The Basics of Serial Data Communications
Even with the widespread use of Universal Serial Bus (USB) ports, for many of our customers who use converters, serial ports are still an important interface. Not only on computers, but also digital cameras, printing equipment, modems and a wide range of industrial automation network equipment, continue to make use of serial port connectivity. (Although, if you examine computers manufactured within the last few years, you’ll probably find just one serial port along with, on some models, a parallel port.)
One of the great advantages of serial communications is the simplicity achieved by taking 8-bit bytes and transmitting them one bit at a time down a single wire. This helps to keep both cabling costs low and the controlling communications protocol simple. Of course the trade off is that transmitting 8 bits serially, instead of in parallel, is eight times slower! (Remember that parallel ports were developed after serial ports.
How do serial communications actually work? Well, although we mentioned the serial transfer of 8 bits on the wire, in fact control bits are also transmitted. A ‘start’ bit to indicate data is arriving, a ‘stop’ bit to indicate data is finished, and an (optional) parity bit.
The ‘electronic brains’ behind this data transmission is a dedicated silicon chip known as a ‘Universal Asynchronous Receiver/Transmitter’ (UART). This chip is an interface between the internal computer bus’s parallel communications, and the serial (‘Com’) port. Some UART chips are able to cache significant amounts of data from the computer bus while simultaneously transmitting onto standard serial ports at rates of up to approx 115 kbps.
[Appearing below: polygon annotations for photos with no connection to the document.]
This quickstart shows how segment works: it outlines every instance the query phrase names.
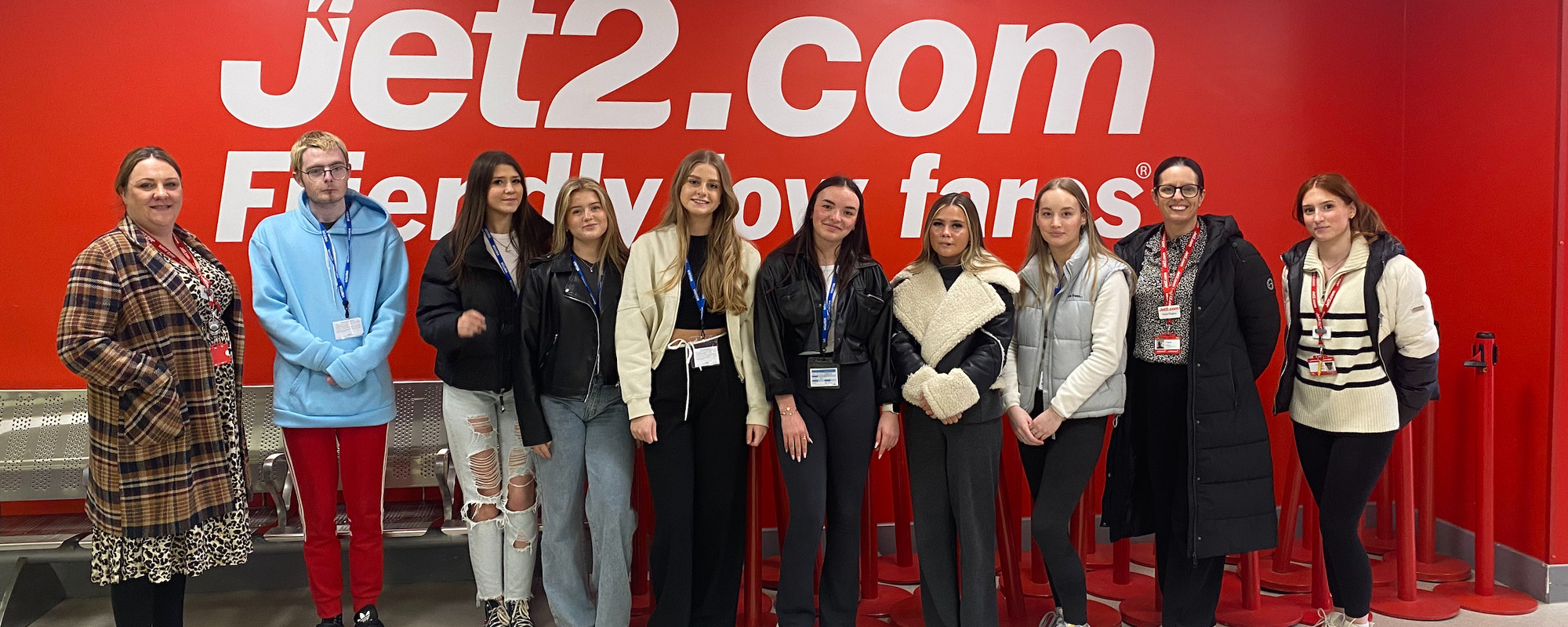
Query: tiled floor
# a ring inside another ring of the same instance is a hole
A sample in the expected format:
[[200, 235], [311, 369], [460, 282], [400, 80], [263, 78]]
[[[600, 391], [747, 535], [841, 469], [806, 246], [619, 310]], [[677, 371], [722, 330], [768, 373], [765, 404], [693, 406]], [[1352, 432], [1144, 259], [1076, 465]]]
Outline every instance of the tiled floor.
[[[1112, 603], [1115, 605], [1115, 603]], [[306, 589], [191, 594], [185, 603], [190, 625], [310, 627], [317, 624]], [[381, 596], [381, 618], [390, 627], [478, 625], [472, 583], [416, 583], [390, 586]], [[554, 627], [549, 603], [535, 602], [535, 622]], [[1419, 625], [1422, 622], [1380, 618], [1378, 627]], [[113, 627], [108, 599], [69, 599], [33, 627]], [[1527, 616], [1483, 616], [1461, 611], [1458, 618], [1433, 625], [1444, 627], [1546, 627], [1568, 625], [1568, 603], [1543, 605]]]

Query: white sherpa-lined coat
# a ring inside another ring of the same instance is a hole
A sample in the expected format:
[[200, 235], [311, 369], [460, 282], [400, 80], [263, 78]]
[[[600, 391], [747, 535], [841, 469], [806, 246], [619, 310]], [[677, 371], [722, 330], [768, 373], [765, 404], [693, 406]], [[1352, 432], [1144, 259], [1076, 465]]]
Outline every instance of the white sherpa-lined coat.
[[1002, 384], [999, 375], [1013, 340], [1011, 295], [1019, 288], [1018, 274], [1007, 266], [966, 270], [947, 287], [941, 271], [928, 266], [919, 273], [906, 268], [892, 282], [898, 323], [894, 362], [908, 375], [903, 398], [911, 404], [924, 398], [938, 417], [964, 414], [972, 422], [1000, 417], [997, 395], [982, 400], [980, 389]]

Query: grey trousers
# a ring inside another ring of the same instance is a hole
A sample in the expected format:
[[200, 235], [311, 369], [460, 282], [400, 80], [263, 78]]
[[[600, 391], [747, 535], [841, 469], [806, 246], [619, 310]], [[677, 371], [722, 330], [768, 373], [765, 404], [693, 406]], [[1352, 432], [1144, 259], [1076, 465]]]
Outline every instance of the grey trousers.
[[1002, 426], [905, 412], [920, 607], [928, 627], [994, 627]]

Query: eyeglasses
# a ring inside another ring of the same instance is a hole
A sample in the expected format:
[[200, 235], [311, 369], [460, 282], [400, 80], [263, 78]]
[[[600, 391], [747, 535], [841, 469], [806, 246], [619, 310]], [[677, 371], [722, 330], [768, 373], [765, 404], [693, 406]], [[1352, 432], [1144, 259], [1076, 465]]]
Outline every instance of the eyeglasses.
[[1203, 188], [1196, 185], [1160, 185], [1154, 188], [1154, 193], [1160, 194], [1160, 198], [1176, 198], [1178, 190], [1181, 191], [1181, 198], [1198, 198], [1198, 193], [1203, 191]]
[[348, 176], [348, 166], [339, 163], [331, 168], [310, 168], [299, 174], [310, 177], [310, 180], [321, 180], [321, 177], [325, 177], [328, 172], [332, 174], [332, 180], [337, 180]]

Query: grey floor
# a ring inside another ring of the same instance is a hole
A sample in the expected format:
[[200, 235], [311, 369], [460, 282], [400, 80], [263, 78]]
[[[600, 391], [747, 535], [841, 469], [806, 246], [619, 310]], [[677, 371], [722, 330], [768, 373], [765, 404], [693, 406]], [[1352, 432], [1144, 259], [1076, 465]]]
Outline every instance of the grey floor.
[[[535, 622], [554, 627], [549, 618], [549, 600], [536, 597]], [[1115, 605], [1115, 603], [1112, 603]], [[185, 603], [185, 622], [190, 625], [248, 625], [248, 627], [310, 627], [317, 624], [306, 589], [271, 589], [191, 594]], [[389, 586], [381, 596], [381, 618], [390, 627], [450, 627], [480, 624], [480, 610], [474, 607], [474, 585], [412, 583]], [[1424, 622], [1378, 618], [1380, 627], [1419, 625]], [[1535, 627], [1568, 625], [1568, 603], [1541, 605], [1527, 616], [1485, 616], [1460, 611], [1450, 621], [1435, 622], [1450, 627], [1497, 625]], [[67, 599], [49, 614], [33, 622], [33, 627], [113, 627], [108, 599]], [[1102, 627], [1102, 625], [1098, 625]]]

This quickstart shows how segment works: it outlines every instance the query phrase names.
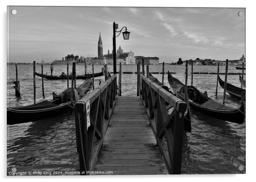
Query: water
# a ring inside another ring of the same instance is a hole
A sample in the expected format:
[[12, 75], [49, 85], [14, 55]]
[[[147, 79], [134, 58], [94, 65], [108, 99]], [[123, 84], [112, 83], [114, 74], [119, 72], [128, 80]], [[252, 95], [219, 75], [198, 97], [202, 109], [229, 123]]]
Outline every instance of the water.
[[[15, 80], [15, 66], [8, 66], [7, 81]], [[87, 71], [92, 72], [91, 65], [87, 65]], [[95, 73], [100, 72], [102, 65], [94, 65]], [[70, 66], [69, 72], [71, 71]], [[108, 65], [113, 71], [113, 65]], [[151, 72], [161, 72], [162, 65], [150, 65]], [[214, 66], [194, 66], [194, 72], [216, 72]], [[77, 75], [83, 74], [84, 65], [77, 66]], [[165, 65], [165, 70], [175, 72], [173, 76], [185, 83], [185, 67]], [[189, 73], [191, 67], [189, 67]], [[225, 73], [225, 66], [220, 66], [220, 73]], [[20, 81], [21, 97], [17, 98], [15, 91], [7, 92], [7, 105], [10, 106], [33, 104], [33, 65], [18, 65], [19, 80]], [[37, 65], [37, 72], [41, 73], [40, 65]], [[119, 70], [117, 65], [117, 70]], [[137, 66], [122, 65], [122, 71], [137, 71]], [[65, 65], [55, 65], [53, 74], [66, 73]], [[234, 66], [229, 67], [230, 72], [241, 72]], [[44, 73], [50, 73], [50, 65], [44, 65]], [[159, 81], [162, 75], [154, 74]], [[96, 87], [104, 76], [95, 79]], [[224, 79], [225, 76], [221, 75]], [[189, 75], [188, 83], [191, 83]], [[67, 87], [66, 80], [44, 81], [46, 98], [43, 99], [41, 78], [36, 76], [37, 102], [51, 100], [52, 92], [61, 92]], [[136, 95], [137, 75], [123, 74], [122, 96]], [[228, 82], [240, 86], [239, 75], [229, 75]], [[70, 85], [71, 84], [71, 81]], [[77, 84], [83, 82], [77, 80]], [[194, 75], [193, 85], [202, 92], [207, 90], [208, 95], [222, 102], [223, 90], [219, 86], [215, 96], [216, 75]], [[164, 84], [169, 87], [167, 75]], [[241, 101], [226, 95], [226, 104], [234, 108], [241, 106]], [[207, 116], [192, 110], [192, 132], [184, 137], [182, 173], [184, 174], [245, 174], [245, 124], [238, 125]], [[7, 126], [7, 173], [15, 168], [17, 171], [67, 171], [78, 170], [75, 127], [74, 112], [71, 112], [42, 122], [30, 122]], [[52, 173], [52, 174], [53, 174]]]

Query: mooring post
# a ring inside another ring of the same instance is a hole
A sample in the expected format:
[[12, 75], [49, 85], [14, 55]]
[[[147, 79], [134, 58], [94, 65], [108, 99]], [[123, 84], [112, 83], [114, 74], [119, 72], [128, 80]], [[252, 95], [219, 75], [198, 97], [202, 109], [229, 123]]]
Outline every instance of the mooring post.
[[34, 81], [34, 104], [36, 104], [36, 62], [33, 63], [33, 79]]
[[244, 70], [245, 69], [245, 63], [243, 62], [242, 65], [242, 77], [241, 81], [241, 88], [243, 88], [243, 84], [244, 84]]
[[105, 81], [106, 81], [108, 78], [108, 65], [106, 63], [104, 65], [104, 69], [105, 70]]
[[193, 86], [193, 60], [190, 60], [191, 64], [191, 86]]
[[226, 68], [225, 70], [225, 81], [224, 83], [224, 93], [223, 94], [223, 104], [225, 104], [226, 98], [226, 90], [227, 89], [227, 80], [228, 79], [228, 59], [226, 59]]
[[73, 90], [74, 90], [74, 75], [75, 70], [74, 67], [76, 66], [76, 63], [75, 62], [74, 62], [72, 63], [72, 76], [71, 77], [71, 98], [70, 101], [71, 101], [71, 103], [73, 102]]
[[144, 59], [142, 58], [142, 74], [143, 74], [144, 76], [145, 76], [145, 64]]
[[67, 79], [68, 88], [69, 87], [69, 84], [68, 83], [68, 79], [69, 79], [69, 76], [68, 75], [68, 61], [67, 61]]
[[16, 81], [15, 82], [15, 96], [20, 97], [20, 82], [18, 81], [18, 68], [17, 64], [15, 63], [15, 69], [16, 71]]
[[42, 91], [43, 92], [43, 98], [45, 98], [45, 92], [43, 88], [43, 63], [41, 63], [41, 68], [42, 70]]
[[137, 63], [137, 96], [139, 95], [139, 72], [140, 72], [140, 62]]
[[164, 84], [164, 78], [165, 77], [165, 62], [163, 62], [163, 73], [162, 74], [162, 83]]
[[122, 92], [122, 64], [120, 63], [119, 66], [119, 86], [118, 86], [118, 96], [121, 96]]
[[215, 95], [218, 94], [218, 83], [219, 83], [219, 63], [218, 63], [218, 70], [217, 70], [217, 83], [216, 84], [216, 92]]
[[94, 62], [92, 62], [92, 90], [94, 90]]
[[85, 75], [86, 75], [86, 68], [87, 67], [86, 66], [86, 62], [85, 62]]
[[72, 73], [72, 75], [74, 74], [74, 87], [75, 89], [77, 88], [77, 73], [76, 71], [76, 63], [75, 62], [74, 64], [73, 63], [73, 65], [74, 65], [73, 70], [74, 73]]
[[149, 78], [149, 65], [147, 65], [147, 78]]
[[185, 71], [185, 102], [188, 103], [188, 60], [186, 60], [186, 67]]

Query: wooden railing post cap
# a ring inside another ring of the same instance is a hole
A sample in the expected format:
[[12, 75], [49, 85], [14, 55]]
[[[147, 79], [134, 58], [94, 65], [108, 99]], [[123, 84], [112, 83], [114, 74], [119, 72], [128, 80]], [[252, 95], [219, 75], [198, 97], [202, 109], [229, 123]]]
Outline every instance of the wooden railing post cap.
[[179, 112], [185, 112], [187, 107], [188, 105], [183, 101], [178, 101], [176, 104], [176, 110]]
[[84, 112], [86, 110], [86, 103], [84, 101], [78, 101], [75, 104], [75, 109], [80, 110], [81, 109], [82, 111]]

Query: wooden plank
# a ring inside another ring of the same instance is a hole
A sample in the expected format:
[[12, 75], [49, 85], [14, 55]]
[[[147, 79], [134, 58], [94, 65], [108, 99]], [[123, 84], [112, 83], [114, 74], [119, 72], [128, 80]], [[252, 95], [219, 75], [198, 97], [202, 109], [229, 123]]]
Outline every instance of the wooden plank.
[[94, 171], [168, 174], [139, 97], [119, 97]]
[[[135, 149], [135, 150], [136, 150]], [[112, 162], [109, 163], [109, 160], [99, 159], [96, 168], [99, 167], [118, 166], [165, 166], [162, 159], [138, 160], [139, 162], [134, 162], [130, 160], [113, 160]]]
[[[140, 166], [131, 167], [105, 167], [104, 171], [113, 171], [112, 175], [120, 174], [167, 174], [166, 169], [164, 166]], [[94, 171], [100, 171], [101, 168], [95, 168]], [[96, 174], [97, 175], [97, 174]]]

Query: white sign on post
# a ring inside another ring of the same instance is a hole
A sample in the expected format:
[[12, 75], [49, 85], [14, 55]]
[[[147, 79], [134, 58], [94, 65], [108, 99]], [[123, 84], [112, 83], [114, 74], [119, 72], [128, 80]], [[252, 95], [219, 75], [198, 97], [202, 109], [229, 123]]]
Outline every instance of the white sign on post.
[[90, 122], [90, 100], [86, 102], [86, 118], [87, 118], [87, 130], [88, 128], [91, 126]]

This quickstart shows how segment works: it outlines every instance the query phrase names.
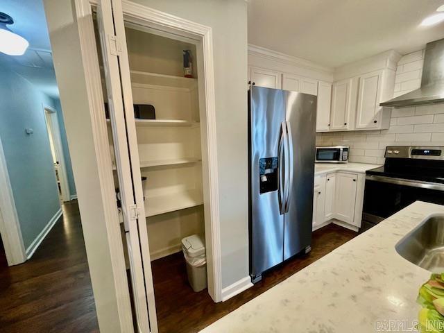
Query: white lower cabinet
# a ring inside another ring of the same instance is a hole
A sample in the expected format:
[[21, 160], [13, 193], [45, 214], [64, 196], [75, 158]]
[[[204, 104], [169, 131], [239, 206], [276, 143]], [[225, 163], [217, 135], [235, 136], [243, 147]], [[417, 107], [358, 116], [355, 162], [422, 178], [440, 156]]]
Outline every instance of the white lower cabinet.
[[325, 206], [324, 209], [324, 221], [334, 217], [334, 189], [336, 173], [328, 173], [325, 179]]
[[352, 223], [356, 203], [357, 175], [338, 172], [336, 175], [334, 207], [336, 219]]
[[317, 176], [314, 179], [313, 193], [313, 228], [325, 222], [324, 209], [325, 205], [325, 176]]
[[357, 231], [361, 227], [365, 178], [365, 174], [342, 171], [315, 176], [314, 230], [334, 219], [334, 223]]

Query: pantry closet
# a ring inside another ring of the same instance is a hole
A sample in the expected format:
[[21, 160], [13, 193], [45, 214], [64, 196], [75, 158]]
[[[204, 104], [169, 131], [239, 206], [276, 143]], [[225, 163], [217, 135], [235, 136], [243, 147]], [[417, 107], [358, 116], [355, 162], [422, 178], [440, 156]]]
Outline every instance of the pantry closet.
[[[198, 78], [196, 70], [184, 77], [182, 60], [183, 51], [196, 55], [196, 46], [137, 28], [127, 24], [125, 33], [133, 103], [155, 110], [136, 117], [155, 119], [135, 119], [155, 260], [181, 250], [182, 238], [204, 234]], [[110, 126], [108, 132], [114, 161]]]
[[[135, 316], [139, 330], [157, 332], [149, 261], [181, 251], [183, 238], [206, 238], [208, 293], [221, 298], [216, 159], [208, 148], [215, 146], [212, 55], [203, 26], [176, 33], [123, 21], [119, 3], [94, 12], [96, 46]], [[135, 16], [152, 14], [126, 5]]]

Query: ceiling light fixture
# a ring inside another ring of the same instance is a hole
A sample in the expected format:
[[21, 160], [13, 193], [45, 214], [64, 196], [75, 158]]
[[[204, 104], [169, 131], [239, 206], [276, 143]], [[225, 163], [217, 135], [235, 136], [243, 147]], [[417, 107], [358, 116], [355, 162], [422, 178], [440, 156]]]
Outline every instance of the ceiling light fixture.
[[13, 24], [14, 20], [10, 16], [0, 12], [0, 52], [8, 56], [22, 56], [28, 49], [29, 43], [6, 26]]
[[443, 21], [444, 21], [444, 12], [440, 12], [439, 14], [434, 14], [426, 17], [422, 20], [420, 25], [422, 26], [429, 26], [437, 24]]

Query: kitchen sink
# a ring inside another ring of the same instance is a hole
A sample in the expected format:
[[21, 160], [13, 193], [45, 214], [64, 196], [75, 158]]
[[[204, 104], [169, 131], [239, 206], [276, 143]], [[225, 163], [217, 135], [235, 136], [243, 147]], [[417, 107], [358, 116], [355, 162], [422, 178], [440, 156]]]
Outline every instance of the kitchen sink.
[[444, 272], [444, 216], [432, 216], [395, 246], [404, 259], [433, 273]]

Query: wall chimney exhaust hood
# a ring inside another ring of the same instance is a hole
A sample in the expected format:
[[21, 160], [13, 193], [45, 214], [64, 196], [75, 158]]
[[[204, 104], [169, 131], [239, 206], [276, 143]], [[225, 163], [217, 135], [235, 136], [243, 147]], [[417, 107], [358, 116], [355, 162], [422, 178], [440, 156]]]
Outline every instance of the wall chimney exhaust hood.
[[425, 46], [421, 87], [381, 103], [381, 106], [402, 108], [444, 102], [444, 38]]

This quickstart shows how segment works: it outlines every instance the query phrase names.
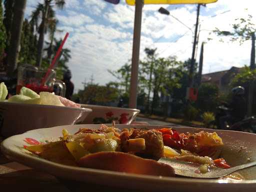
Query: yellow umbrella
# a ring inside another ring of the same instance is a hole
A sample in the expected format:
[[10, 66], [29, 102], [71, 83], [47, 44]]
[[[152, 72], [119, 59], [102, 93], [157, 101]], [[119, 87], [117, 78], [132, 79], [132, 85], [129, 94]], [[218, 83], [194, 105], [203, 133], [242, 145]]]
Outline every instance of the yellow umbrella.
[[135, 5], [134, 42], [132, 58], [129, 108], [136, 108], [137, 85], [142, 26], [142, 8], [144, 4], [206, 4], [218, 0], [126, 0], [127, 4]]

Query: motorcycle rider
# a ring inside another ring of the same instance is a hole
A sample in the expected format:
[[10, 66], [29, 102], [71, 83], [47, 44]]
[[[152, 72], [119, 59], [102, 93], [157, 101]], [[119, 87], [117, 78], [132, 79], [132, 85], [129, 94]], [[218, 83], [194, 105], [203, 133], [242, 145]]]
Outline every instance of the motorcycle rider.
[[232, 124], [242, 120], [246, 115], [246, 102], [244, 98], [244, 88], [238, 86], [232, 90], [232, 100], [228, 105], [227, 116], [220, 118], [220, 128], [226, 129], [226, 122]]

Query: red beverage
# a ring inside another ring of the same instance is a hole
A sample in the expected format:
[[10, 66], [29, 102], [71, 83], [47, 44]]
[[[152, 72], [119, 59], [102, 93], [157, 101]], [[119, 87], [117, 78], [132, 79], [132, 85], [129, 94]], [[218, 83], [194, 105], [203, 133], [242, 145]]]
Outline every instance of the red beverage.
[[22, 86], [26, 86], [27, 88], [33, 90], [34, 92], [39, 94], [40, 92], [54, 92], [53, 88], [48, 87], [47, 86], [38, 86], [36, 84], [27, 84], [25, 86], [18, 85], [16, 87], [16, 94], [19, 94], [20, 89]]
The serial port connectors in use today contain 9 or 25 pins, with the pin assignments indicating an earlier age of modem to computer connectivity. The legacy of having dedicated pins for transmitting, receiving and other control functions, allows serial data to be transmitted and received simultaneously i.e. in full duplex.
Naturally, full duplex communication is a great benefit but only if both transmitter and receiver can optimize the amounts of data transmitted, and the time intervals in which this is done. This important function is known as ‘flow control’ and is implemented by having one device tell the other when and when not to send data, such as in most USB to RS485 or RS232 to RS485 converters.
In the serial communications world the specific hardware pins assigned to this function are: Data Terminal Ready (DTR) and Data Set Ready (DSR), Request To Send (RTS), and Clear To Send (CTS). By monitoring these lines the device attached to the computer can react to a sudden increase in data (beyond that of its cache to handle) by lowering the ‘Clear To Send’ (CTS) pin signal, knowing that the computer monitoring its CTS pin will see the dropped signal, and stop sending data.
It is this ability to maintain a smooth data flow that is highly valued in devices that convert between, for example, USB to RS232. High speed USB data communicating with the much slower RS232 interface needs careful handling.